SELECT COUNT(*) FROM sensor_readings WHERE device_id = 42;

Has no timestamp filter, so the planner generates an append plan across every chunk in the hypertable. Even if device_id is indexed, the planner creates one index scan node per chunk. With thousands of chunks, this is extremely expensive.

Adding a time bound transforms the query:

SELECT COUNT(*) FROM sensor_readings
WHERE device_id = 42
  AND recorded_at >= now() - INTERVAL '7 days';

Now the planner excludes all but the last 7 days of chunks, and the query touches a handful of tables instead of thousands.

The Chunk Count Problem

Here is the part that surprises most people: even though excluded chunks are never scanned, the planner still evaluates every chunk's CHECK constraint during the planning phase. This evaluation has a cost that grows linearly with total chunk count.

Measured on the same dataset with the same query:

Chunk Count	Planning Time	Execution Time	Total
4,322 (1-hour interval)	443 ms	2 ms	445 ms
26 (7-day interval)	~5 ms	2 ms	7 ms

-- Identical query, vastly different total times
EXPLAIN ANALYZE
SELECT AVG(temperature)
FROM sensor_readings
WHERE recorded_at >= '2026-02-20' AND recorded_at < '2026-02-21';

-- 4322 chunks: Planning Time: 443ms  Execution Time: 2ms
-- 26 chunks:   Planning Time: 5ms    Execution Time: 2ms

The execution time is identical because the same rows are scanned. But with 4,322 chunks, the planner spends 443ms just evaluating constraints and building the query plan. This overhead applies to every single query, including trivial ones.

In a dashboard that issues 10-20 parallel queries, this turns a responsive page into a multi-second loading experience. It also affects prepared statements: each PREPARE re-evaluates constraints, so connection pools that re-prepare on checkout pay the planning cost repeatedly.

Choosing the Right Interval

The goal is to keep total chunk count manageable while maintaining chunks large enough for efficient compression.
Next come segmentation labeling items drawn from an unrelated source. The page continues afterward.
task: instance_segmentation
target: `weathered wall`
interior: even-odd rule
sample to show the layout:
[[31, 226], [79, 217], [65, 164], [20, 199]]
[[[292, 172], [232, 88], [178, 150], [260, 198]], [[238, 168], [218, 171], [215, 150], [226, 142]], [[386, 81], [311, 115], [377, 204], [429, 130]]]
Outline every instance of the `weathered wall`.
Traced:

The recommended target is approximately 25 million rows per chunk.

chunk_interval_seconds = 25,000,000 / rows_per_second

For a sensor fleet ingesting 100 rows per second:

25,000,000 / 100 = 250,000 seconds = ~2.9 days

A 3-day interval keeps each chunk around 25M rows. At 1,000 rows/sec, a 7-hour interval produces similar sizes.

To change the interval:

-- Only affects chunks created after this point
SELECT set_chunk_time_interval('sensor_readings', INTERVAL '3 days');

Existing chunks retain their original interval and persist until they age out through retention.
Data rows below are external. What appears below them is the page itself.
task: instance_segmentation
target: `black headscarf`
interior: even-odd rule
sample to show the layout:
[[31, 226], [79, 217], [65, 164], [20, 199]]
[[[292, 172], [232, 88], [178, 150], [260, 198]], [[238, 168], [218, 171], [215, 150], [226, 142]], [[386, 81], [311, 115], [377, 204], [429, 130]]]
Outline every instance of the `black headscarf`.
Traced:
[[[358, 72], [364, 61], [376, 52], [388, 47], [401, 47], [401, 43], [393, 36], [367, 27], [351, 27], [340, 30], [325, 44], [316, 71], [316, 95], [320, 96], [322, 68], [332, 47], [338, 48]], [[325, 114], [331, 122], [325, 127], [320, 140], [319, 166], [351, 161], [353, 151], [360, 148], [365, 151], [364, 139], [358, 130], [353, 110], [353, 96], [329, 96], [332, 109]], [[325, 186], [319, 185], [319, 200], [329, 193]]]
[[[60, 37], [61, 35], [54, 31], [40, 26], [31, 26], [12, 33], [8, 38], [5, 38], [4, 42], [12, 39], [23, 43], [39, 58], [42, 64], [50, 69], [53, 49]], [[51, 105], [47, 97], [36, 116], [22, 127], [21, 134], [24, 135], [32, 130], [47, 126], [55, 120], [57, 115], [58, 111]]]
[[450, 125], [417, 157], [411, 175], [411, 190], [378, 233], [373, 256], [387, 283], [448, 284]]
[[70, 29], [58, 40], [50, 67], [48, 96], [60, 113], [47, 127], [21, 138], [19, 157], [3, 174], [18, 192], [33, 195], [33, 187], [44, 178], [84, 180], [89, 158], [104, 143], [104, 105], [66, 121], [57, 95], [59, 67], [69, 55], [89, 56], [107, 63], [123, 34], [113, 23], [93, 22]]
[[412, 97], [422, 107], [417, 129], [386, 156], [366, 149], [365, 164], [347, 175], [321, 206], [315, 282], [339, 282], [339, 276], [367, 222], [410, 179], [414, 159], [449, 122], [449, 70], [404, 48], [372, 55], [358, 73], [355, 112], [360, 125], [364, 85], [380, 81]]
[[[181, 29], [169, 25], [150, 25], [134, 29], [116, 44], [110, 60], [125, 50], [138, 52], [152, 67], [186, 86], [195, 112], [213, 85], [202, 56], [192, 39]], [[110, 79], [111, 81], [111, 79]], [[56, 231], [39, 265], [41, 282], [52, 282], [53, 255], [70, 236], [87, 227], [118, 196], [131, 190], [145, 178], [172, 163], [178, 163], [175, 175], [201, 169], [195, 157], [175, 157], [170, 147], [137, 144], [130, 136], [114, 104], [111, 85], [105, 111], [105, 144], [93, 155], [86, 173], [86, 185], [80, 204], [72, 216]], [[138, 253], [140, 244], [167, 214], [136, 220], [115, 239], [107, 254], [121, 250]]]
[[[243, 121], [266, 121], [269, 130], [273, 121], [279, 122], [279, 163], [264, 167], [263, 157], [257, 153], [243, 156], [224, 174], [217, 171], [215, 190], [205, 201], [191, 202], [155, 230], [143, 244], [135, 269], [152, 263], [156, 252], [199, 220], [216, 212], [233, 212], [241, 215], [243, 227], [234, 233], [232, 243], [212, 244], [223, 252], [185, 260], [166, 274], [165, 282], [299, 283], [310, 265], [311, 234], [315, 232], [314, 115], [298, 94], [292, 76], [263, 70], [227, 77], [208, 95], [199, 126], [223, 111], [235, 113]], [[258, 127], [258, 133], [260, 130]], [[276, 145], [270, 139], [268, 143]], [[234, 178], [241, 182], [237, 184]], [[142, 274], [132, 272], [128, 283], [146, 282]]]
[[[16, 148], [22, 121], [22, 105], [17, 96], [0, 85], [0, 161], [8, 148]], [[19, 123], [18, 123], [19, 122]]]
Verify your current state:

SELECT
    hypertable_name,
    count(*) AS total_chunk_count,
    pg_size_pretty(avg(total_bytes)) AS average_chunk_size
FROM timescaledb_information.chunks
GROUP BY hypertable_name
ORDER BY total_chunk_count DESC;

Retention: Keeping Chunk Count Bounded

Without retention, even a well-configured interval produces an ever-growing chunk count. The add_retention_policy() function automatically drops chunks older than your retention window:

SELECT add_retention_policy('sensor_readings', drop_after => INTERVAL '30 days');

Dropping a chunk is an instant metadata operation. PostgreSQL removes the underlying table file rather than deleting rows individually. There are no dead tuples, no vacuum overhead, and no transaction ID consumption. This is one of the key advantages of chunk-based architecture over manual DELETE statements on partitioned tables.
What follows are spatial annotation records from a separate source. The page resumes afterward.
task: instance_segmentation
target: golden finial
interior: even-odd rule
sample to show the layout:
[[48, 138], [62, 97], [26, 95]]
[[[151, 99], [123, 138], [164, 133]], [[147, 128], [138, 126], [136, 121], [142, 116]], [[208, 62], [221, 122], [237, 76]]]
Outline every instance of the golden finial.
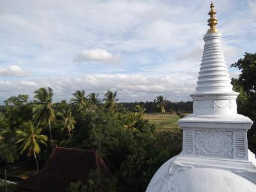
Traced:
[[208, 26], [210, 26], [210, 29], [207, 31], [207, 33], [218, 33], [218, 29], [215, 28], [215, 26], [218, 24], [217, 18], [215, 17], [215, 14], [217, 12], [214, 10], [214, 5], [213, 3], [211, 3], [211, 10], [208, 15], [210, 15], [210, 19], [208, 19]]

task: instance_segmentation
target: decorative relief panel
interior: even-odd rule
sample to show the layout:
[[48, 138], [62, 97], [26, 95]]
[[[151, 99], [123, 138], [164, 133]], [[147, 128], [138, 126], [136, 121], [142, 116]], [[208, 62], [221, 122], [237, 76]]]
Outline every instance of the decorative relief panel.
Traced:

With a 1-day interval and 30-day retention, you maintain approximately 30 chunks at all times -- well within the range where planning time is negligible.

Prevention Checklist

Set the interval based on ingest rate. Target 25M rows per chunk. Measure actual rows_per_second on production data.
Always include time predicates in queries. Without them, constraint exclusion cannot work and every chunk is scanned.
Configure retention policies. Cap total chunk count to prevent unbounded growth.
Monitor chunk count over time. A rising count with stable ingest means the interval is too small or retention is missing.
Check planning time periodically. EXPLAIN ANALYZE planning time over 50ms signals too many chunks.

Chunks are the fundamental unit of TimescaleDB's performance model. The interval controls how many exist, retention controls how long they persist, and constraint exclusion controls which ones are actually read. Get these three things right and most TimescaleDB performance problems never materialize.